2026年5月17日(日) 0:19 Go Kudo <zeriyoshi@gmail.com>:
Hi internals,
I’d like to start the discussion for a new RFC, OPcache Static Cache.
RFC: https://wiki.php.net/rfc/opcache_static_cache
Implementation: https://github.com/php/php-src/pull/22052
The proposal adds an OPcache-managed shared-memory cache for explicit userland values and for selected PHP static state. It introduces explicit functions under the OPcache namespace (volatile_* and persistent_*) and two attributes, #[OPcache\VolatileStatic] and #[OPcache\PersistentStatic], that let selected static properties and method static variables survive across requests. The feature is disabled by default and only activates once memory is allocated through the new INI directives.
The RFC covers the motivation, the deliberate split between the two backends, the trust model (one PHP runtime = one trust domain; this is not a tenant isolation boundary), and benchmarks against APCu on NTS php-fpm and ZTS FrankenPHP. The PR is the full implementation, with PHPT coverage summarized in the Validation section.
One thing to flag on the implementation status: the Windows build is currently broken. I don’t have a Windows development environment available yet — one is being arranged through work, and I’ll get the Windows side fixed once that’s in place.
Feedback welcome.
Best Regards,
Go Kudo
Hi Nicolas, Jakub, Timo, Larry
I update RFC and Implementation:
RFC: https://wiki.php.net/rfc/opcache_static_cache
PR: https://github.com/php/php-src/pull/22052
I’m folding replies to all three of you into one message, since the
threads overlap. Most of it answers Nicolas’s measurements; further down
there is a section for Jakub’s FPM pool-isolation concern and a short note
for Timo’s pointer to prior art.
Nicolas, thank you for building my branch and running your own A/B/C
measurements. That moved the discussion onto concrete ground, and I
appreciate it.
Since your review I have pushed a revised branch and bumped the RFC to
2.0.0. The API changes discussed below are in it (the SAPI opt-in model,
and getCacheStoreType() for storage-path visibility), and the object
workloads you flagged are now substantially faster: native now beats the
deepclone path on every nested case I tried. Details and numbers follow.
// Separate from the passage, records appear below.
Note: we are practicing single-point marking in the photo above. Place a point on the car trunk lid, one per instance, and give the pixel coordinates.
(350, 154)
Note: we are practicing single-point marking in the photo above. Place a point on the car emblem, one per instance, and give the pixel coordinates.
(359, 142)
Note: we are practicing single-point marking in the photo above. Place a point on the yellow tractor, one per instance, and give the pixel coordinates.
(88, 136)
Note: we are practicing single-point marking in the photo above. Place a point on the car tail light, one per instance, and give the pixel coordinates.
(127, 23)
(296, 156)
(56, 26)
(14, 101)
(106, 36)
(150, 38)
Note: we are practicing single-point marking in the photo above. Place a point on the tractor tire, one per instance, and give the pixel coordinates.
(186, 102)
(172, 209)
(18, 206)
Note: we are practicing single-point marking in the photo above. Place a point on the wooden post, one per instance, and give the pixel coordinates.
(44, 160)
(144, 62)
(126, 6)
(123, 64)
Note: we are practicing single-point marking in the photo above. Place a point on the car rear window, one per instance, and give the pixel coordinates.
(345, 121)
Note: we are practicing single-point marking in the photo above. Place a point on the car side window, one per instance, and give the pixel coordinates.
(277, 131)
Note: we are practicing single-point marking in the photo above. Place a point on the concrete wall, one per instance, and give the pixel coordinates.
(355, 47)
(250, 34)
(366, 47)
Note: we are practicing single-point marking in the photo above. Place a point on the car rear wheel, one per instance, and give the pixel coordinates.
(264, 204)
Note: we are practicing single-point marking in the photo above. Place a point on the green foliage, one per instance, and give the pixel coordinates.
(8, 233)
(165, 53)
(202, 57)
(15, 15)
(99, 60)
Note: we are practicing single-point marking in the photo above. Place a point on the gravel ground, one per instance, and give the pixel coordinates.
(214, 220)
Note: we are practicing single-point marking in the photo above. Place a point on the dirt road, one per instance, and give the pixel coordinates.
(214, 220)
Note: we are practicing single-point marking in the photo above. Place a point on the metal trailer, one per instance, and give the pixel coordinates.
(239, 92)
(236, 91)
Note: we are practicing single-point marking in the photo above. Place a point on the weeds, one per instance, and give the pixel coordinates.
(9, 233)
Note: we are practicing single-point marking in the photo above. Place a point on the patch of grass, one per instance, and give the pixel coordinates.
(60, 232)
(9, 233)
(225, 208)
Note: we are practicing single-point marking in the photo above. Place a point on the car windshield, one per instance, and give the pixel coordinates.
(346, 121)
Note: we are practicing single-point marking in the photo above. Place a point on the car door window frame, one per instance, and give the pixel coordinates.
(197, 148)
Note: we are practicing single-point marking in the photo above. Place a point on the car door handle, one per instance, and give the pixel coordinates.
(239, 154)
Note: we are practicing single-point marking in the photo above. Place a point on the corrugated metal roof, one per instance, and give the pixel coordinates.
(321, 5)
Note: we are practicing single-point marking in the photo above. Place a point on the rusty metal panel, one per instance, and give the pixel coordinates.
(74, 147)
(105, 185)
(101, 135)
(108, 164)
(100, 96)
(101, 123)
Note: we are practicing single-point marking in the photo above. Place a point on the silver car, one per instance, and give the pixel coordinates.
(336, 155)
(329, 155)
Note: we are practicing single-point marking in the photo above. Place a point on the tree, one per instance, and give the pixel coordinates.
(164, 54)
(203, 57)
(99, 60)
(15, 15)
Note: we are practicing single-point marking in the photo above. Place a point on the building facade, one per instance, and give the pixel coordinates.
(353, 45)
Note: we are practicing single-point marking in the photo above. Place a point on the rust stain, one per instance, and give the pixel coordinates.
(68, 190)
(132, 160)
I agree with most of your points. I’ll go through them in order, concede
the ones where you are right, and try to narrow what is left. I think it
comes down to one question: whether a userland array-hydration layer is an
acceptable replacement for engine-level object storage. Most of the rest I
can give you.
The resulting public API
For reference, here is the shape the explicit API settled into, summarised
from the stub:
namespace OPcache;
// Explicit cache: two final classes, static methods only, no instances.
final class VolatileCache
{
public static function get(string $key, null|bool|int|float|string|array|object $default = null): null|bool|int|float|string|array|object;
public static function getMultiple(array $keys, ?array $default = null): array|false;
public static function set(string $key, null|bool|int|float|string|array|object $value, int $ttl = 0): bool;
public static function setMultiple(array $values, int $ttl = 0): bool;
public static function has(string $key): bool;
public static function delete(string $key_or_class): bool;
public static function deleteMultiple(array $keys): bool;
public static function clear(): bool;
public static function lock(string $key, int $lease = 0): bool;
public static function unlock(string $key): bool;
public static function getCacheStoreType(string $key_or_property, ?string $class_name = null): CacheStoreType;
public static function info(): StaticCacheInfo;
}
// PinnedCache is the same set, except set()/setMultiple() take no $ttl,
// plus two atomic counters:
final class PinnedCache
{
// get/getMultiple/set/setMultiple/has/delete/deleteMultiple/clear/
// lock/unlock/getCacheStoreType/info -- as above
public static function increment(string $key, int $step = 1): int|false;
public static function decrement(string $key, int $step = 1): int|false;
}
// getCacheStoreType() reports how a value is stored, without decoding it:
enum CacheStoreType
{
case NotFound; // no entry for the key/property
case Scalar; // stored inline
case SharedGraph; // zero-copy graph laid out in SHM (the fast path)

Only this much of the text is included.